CLIPPERS Syndrome: Case Report in a patient from Southern Colombia.
Multiple Sclerosis
P1 - Poster Session 1 (5:30 PM-6:30 PM)
15-065
N/A

Chronic lymphocytic inflammation with pontine perivascular enhancement responsive to steroids (CLIPPERS) was first described in 2010 and to this date, approximately 50 cases have been published worldwide. We present the case of a young man presenting with hemiparesis, dysphagia, diplopia and abnormal gait. Such a case had not heretofore been described in this southern region of Colombia.

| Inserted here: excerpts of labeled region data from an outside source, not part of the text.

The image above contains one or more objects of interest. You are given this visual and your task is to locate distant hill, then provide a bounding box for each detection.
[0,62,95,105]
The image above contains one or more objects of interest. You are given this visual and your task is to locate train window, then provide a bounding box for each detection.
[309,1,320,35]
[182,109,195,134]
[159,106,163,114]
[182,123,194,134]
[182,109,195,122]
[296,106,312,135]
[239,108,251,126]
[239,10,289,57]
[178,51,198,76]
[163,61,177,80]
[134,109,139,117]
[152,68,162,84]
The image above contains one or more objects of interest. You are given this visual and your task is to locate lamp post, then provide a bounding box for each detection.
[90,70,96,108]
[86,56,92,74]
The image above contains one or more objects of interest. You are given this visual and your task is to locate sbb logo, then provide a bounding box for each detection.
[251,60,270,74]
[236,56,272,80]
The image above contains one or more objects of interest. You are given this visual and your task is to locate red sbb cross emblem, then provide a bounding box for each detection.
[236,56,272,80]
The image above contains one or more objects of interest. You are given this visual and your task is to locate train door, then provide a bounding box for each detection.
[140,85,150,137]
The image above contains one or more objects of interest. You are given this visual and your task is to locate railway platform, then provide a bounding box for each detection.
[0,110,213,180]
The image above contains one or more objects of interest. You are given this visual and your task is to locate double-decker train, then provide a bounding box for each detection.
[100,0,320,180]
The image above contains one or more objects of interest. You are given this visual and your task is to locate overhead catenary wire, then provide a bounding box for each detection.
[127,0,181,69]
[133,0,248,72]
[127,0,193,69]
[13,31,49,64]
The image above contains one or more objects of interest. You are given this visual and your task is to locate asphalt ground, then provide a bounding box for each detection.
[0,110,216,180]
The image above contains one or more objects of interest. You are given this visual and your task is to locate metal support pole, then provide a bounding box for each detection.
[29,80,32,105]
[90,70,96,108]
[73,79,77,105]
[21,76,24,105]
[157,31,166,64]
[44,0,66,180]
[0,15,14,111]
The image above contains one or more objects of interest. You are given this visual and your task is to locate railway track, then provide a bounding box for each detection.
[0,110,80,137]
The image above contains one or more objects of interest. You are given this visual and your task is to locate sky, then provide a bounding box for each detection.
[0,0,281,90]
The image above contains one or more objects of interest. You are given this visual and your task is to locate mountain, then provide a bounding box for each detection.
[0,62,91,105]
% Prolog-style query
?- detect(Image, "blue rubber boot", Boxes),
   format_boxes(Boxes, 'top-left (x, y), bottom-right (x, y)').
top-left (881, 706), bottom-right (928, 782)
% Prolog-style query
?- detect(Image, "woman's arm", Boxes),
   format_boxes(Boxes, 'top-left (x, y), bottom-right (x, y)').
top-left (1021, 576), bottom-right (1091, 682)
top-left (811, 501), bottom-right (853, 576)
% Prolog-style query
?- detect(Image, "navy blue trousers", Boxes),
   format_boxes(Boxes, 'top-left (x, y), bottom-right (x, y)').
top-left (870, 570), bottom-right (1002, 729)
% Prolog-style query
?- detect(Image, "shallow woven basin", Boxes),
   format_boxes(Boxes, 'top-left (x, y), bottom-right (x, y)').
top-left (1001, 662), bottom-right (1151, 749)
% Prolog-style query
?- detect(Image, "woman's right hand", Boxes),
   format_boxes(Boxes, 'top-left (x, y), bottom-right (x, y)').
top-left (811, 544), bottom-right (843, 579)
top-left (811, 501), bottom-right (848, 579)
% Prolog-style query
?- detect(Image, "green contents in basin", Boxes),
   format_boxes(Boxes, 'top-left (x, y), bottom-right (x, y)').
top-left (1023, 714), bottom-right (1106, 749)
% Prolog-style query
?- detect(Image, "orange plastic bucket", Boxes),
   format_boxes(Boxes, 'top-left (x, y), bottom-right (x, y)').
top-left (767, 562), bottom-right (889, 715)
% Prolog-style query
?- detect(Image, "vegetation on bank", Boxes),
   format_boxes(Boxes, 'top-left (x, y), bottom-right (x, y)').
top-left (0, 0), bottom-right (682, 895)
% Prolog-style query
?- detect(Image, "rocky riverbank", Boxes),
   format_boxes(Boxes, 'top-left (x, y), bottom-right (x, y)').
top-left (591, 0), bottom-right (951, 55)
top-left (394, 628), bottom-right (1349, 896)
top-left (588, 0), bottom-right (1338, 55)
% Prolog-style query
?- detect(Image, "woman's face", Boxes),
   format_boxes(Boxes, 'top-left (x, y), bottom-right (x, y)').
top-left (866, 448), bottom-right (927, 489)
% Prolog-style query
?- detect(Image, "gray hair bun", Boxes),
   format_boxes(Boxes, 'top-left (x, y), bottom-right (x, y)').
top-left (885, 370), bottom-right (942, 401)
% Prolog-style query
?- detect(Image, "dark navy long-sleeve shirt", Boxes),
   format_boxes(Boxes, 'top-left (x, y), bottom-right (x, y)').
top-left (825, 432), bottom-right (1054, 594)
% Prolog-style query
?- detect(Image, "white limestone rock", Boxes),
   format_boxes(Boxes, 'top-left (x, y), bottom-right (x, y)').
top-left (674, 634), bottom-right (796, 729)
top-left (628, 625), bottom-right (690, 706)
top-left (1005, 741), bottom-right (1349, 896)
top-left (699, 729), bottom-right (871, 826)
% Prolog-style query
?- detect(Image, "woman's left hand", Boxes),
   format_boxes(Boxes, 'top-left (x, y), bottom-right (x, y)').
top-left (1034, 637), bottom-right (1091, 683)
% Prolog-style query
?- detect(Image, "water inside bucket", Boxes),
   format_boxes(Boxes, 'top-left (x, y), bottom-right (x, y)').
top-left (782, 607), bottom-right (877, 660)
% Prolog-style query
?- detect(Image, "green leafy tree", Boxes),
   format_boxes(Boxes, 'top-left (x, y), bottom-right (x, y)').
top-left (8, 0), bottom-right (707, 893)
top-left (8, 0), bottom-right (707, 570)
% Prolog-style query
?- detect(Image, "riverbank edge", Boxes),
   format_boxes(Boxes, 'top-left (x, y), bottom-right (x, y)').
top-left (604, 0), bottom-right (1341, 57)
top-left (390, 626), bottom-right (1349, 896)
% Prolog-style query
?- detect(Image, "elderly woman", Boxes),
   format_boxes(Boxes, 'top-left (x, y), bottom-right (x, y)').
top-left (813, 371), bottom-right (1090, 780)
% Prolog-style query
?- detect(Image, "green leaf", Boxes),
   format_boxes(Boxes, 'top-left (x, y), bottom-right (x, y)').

Case Study - A 28-year-old male with an unremarkable medical history presented at an emergency department in southern Colombia with an acute history of intense left-sided headache with associated nausea and ipsilateral facial weakness. After discharge with a negative non-contrast head CT he developed vertigo, right-sided hemiparesis, dysphagia, diplopia and abnormal gait and was readmitted to a public University Hospital with suspicion of a left-sided pontine demyelinating condition. Routine bloodwork, a high-dose pulse of intravenous steroids, a lumbar puncture and a constrast brain MRI were ordered on admission.

A CSF opening pressure of 28 cm H2O and hyperintense T2 and FLAIR enhancing lesions in the rostral pons and cerebellar peduncles were found, diagnostic work-up was otherwise unremarkable. Patient had a favorable response to treatment and was discharged. At a 1 month follow-up he was successfully weaned off of steroids to mycophenolate and had returned to baseline. There has been no evidence of relapse 6 months after initial presentation.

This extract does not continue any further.